Mucinous Cystic Neoplasms

Abstract

Mucinous cystic neoplasm (MCN) of the pancreas is one of the three most common primary cyst-forming epithelial neoplasms of the pancreas including intraductal papillary mucinous neoplasm (IPMN), serous cystic neoplasm (SCN) and MCN. From another point of view, MCN is one of the three precursors of invasive adenocarcinoma of the pancreas including pancreatic intraepithelial neoplasia (PanIN), IPMN and MCN. MCNs occur almost exclusively in the distal pancreas of middle-aged women. Grossly, MCNs typically show a “cyst-in-cyst” pattern of growth, and are well encapsulated by a thick fibrous wall. In histology, MCNs are composed of mucinous neoplastic epithelial cells and subepithelial cellular stroma called as “ovarian-type” stroma. The epithelium is dysplastic and the grade can be divided into low- and high-grade, and some MCNs have an associated invasive carcinoma. MCNs harbor several characteristic genetic and epigenetic alterations, some of which are shared with conventional invasive pancreatic ductal adenocarcinoma. Several studies suggest steroidogenesis in the “ovarian-type” stroma.
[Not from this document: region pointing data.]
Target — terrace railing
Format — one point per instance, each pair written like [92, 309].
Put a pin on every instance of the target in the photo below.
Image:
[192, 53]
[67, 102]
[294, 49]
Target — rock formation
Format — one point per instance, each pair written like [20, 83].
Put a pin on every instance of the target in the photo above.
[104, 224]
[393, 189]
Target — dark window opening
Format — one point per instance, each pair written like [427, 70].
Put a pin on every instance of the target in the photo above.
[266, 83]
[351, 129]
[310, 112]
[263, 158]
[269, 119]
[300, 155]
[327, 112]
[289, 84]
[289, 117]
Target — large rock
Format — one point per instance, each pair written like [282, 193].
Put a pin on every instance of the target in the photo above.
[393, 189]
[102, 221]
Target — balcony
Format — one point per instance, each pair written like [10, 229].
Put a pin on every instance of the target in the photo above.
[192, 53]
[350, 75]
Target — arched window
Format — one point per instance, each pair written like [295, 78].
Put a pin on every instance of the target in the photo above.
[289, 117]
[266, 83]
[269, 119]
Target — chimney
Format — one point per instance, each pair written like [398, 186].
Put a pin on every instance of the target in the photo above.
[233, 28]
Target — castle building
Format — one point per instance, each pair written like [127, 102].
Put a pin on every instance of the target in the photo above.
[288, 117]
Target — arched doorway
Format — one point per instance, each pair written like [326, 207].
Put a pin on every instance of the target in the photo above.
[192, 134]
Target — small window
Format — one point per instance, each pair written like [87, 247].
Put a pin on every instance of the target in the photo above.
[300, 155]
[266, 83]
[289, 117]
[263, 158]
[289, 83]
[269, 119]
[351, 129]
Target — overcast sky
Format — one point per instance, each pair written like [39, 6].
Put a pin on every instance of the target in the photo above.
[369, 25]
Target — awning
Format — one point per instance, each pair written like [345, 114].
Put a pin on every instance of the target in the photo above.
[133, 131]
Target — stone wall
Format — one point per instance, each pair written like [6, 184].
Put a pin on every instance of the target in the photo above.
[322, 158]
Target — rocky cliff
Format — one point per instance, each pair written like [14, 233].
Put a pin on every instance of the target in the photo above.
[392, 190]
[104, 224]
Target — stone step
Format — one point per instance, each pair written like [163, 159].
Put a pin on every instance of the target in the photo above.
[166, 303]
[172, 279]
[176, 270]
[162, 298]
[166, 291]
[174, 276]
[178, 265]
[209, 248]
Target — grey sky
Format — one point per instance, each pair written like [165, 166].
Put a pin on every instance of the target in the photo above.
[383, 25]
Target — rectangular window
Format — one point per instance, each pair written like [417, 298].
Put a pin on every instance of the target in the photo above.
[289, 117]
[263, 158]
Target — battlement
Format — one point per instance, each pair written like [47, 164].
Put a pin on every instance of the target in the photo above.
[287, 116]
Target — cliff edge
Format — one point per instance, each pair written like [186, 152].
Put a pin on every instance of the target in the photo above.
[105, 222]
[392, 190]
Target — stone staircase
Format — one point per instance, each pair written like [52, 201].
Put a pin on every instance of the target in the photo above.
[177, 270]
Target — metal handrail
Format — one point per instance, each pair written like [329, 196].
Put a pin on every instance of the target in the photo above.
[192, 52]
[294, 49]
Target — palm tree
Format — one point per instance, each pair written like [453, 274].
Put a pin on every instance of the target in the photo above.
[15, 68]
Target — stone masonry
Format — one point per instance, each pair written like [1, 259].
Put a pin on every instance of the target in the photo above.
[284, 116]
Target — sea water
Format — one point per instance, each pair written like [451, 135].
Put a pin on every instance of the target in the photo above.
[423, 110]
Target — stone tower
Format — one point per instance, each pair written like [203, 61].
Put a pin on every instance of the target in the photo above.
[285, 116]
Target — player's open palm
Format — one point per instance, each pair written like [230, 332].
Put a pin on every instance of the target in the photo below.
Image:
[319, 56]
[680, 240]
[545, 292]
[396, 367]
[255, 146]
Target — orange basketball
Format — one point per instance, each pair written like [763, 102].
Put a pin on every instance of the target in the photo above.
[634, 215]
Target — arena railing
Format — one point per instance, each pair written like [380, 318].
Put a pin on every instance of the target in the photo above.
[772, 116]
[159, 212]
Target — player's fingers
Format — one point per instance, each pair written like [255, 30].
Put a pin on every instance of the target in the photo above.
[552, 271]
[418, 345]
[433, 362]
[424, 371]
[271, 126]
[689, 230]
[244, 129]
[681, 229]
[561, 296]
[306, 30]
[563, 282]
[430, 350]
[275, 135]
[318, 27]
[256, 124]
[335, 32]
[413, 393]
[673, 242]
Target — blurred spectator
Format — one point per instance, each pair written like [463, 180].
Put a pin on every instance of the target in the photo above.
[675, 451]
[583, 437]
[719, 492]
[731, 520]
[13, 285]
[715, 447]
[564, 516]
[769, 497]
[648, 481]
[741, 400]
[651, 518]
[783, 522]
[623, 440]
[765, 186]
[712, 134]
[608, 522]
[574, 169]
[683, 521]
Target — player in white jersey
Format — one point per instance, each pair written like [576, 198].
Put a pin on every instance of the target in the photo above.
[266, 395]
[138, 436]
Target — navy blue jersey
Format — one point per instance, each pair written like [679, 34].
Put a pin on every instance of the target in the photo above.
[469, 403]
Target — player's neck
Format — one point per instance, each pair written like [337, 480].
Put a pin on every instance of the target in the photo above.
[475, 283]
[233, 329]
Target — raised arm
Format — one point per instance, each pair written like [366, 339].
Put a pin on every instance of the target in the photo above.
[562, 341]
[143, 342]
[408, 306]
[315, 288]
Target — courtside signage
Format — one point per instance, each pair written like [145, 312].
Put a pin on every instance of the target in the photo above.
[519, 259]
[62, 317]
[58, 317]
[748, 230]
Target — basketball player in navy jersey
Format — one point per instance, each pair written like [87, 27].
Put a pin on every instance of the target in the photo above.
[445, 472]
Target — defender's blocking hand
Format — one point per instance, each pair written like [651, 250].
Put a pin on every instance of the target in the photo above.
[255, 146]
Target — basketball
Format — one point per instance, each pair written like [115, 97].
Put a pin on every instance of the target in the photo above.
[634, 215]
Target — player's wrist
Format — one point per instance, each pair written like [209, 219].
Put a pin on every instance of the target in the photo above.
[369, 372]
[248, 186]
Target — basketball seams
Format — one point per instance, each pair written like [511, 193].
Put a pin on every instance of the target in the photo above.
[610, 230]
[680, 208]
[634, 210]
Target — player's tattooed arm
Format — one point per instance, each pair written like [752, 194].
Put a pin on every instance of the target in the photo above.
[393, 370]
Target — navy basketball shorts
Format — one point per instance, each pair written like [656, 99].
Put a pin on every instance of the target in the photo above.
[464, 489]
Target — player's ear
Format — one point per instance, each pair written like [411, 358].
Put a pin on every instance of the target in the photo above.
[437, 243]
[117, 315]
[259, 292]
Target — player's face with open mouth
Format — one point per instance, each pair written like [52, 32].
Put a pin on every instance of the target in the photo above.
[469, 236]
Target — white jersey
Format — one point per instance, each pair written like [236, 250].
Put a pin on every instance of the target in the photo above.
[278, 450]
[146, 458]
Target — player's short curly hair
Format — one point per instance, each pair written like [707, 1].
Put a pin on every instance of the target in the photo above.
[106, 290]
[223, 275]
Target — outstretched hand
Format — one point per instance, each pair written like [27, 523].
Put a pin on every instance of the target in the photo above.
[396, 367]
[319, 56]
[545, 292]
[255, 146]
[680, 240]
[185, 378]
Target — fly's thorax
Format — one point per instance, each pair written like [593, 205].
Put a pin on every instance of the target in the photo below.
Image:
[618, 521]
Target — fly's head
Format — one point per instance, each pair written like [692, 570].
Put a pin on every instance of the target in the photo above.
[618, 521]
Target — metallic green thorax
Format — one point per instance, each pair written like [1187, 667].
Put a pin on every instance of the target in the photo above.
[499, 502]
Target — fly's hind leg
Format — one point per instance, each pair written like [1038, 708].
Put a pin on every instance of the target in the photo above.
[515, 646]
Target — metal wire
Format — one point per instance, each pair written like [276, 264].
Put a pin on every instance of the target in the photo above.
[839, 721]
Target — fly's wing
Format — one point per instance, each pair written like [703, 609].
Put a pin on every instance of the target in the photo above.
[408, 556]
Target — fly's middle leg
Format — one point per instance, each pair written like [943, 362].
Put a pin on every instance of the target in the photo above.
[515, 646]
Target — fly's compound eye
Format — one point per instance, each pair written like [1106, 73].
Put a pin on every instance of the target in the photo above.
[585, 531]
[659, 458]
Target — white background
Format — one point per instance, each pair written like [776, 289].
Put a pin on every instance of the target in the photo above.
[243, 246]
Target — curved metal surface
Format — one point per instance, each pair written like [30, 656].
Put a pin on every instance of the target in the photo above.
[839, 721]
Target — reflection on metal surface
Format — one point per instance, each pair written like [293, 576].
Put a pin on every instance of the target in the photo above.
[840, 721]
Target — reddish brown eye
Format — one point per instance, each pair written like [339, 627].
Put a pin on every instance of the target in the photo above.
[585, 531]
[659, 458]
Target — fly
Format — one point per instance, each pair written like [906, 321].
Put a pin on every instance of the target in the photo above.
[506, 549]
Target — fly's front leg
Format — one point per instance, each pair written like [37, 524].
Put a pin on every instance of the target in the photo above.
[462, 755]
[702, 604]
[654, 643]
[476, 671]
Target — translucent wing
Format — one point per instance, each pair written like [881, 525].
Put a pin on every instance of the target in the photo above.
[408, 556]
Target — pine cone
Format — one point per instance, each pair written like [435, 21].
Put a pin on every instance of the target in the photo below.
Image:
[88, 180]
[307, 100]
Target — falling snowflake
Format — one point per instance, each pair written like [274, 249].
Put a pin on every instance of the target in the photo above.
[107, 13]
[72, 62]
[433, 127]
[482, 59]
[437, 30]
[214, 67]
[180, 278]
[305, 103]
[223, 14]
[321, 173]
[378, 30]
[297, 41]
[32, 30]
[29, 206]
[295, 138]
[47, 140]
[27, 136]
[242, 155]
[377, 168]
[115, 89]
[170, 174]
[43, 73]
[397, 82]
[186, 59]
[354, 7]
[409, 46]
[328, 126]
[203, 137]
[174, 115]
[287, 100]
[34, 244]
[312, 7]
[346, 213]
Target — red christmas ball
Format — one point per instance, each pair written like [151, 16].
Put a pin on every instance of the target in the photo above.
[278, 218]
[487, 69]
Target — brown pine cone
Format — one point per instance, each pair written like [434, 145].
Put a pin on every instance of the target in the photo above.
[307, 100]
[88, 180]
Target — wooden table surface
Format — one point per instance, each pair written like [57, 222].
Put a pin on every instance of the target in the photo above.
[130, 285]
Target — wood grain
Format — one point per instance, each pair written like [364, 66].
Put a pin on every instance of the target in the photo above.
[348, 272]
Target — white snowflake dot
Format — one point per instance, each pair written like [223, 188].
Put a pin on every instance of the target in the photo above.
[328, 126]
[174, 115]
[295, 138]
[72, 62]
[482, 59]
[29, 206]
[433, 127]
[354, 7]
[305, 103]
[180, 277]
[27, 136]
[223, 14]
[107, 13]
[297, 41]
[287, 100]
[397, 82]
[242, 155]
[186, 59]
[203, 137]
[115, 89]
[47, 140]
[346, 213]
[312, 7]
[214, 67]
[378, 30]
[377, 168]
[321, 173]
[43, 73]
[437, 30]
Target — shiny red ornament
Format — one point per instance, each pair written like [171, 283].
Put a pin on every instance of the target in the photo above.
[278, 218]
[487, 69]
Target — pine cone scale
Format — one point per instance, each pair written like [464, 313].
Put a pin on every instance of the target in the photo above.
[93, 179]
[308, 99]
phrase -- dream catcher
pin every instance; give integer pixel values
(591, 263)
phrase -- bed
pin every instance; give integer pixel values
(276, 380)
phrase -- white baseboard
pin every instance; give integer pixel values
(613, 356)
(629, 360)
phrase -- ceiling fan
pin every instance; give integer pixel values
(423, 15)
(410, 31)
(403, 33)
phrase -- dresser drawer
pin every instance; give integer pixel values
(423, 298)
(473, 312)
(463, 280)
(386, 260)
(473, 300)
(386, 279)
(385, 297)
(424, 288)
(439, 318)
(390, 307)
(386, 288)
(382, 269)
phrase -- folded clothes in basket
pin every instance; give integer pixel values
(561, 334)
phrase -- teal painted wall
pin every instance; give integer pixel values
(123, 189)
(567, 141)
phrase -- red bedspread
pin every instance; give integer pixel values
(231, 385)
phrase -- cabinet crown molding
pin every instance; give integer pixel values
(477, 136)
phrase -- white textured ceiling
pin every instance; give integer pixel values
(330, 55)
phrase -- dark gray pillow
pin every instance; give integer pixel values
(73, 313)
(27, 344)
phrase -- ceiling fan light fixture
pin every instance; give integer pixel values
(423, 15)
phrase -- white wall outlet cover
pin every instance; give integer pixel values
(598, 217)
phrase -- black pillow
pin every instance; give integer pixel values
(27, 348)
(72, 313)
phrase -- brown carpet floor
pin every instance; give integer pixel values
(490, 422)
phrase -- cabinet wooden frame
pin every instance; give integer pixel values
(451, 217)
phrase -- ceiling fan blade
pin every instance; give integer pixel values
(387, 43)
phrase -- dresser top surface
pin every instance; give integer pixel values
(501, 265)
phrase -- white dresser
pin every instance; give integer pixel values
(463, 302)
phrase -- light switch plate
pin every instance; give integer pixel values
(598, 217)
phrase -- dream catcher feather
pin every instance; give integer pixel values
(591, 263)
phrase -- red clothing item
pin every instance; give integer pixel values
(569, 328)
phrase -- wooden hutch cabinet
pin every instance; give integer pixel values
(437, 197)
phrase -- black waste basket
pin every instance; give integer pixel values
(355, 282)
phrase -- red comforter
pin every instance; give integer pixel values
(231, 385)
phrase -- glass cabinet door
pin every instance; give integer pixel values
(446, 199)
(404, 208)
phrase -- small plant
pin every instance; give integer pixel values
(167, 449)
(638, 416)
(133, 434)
A 5-year survival rate of non-invasive MCN is 100%, and MCN with T1a and T1b carcinoma also had an excellent prognosis. However, in one study, MCN with invasive carcinoma show aggressive clinical course; a 3-year and 5-year survival rate are 44% and 26%, respectively. In European guidelines, MCNs <40 mm are treated conservatively when other risk factors are absent. In international and American guidelines, on the other hand, an MCN of any size is an absolute indication for resection. Better knowledge of the pathology and molecular alterations could help in the management of patients with MCN.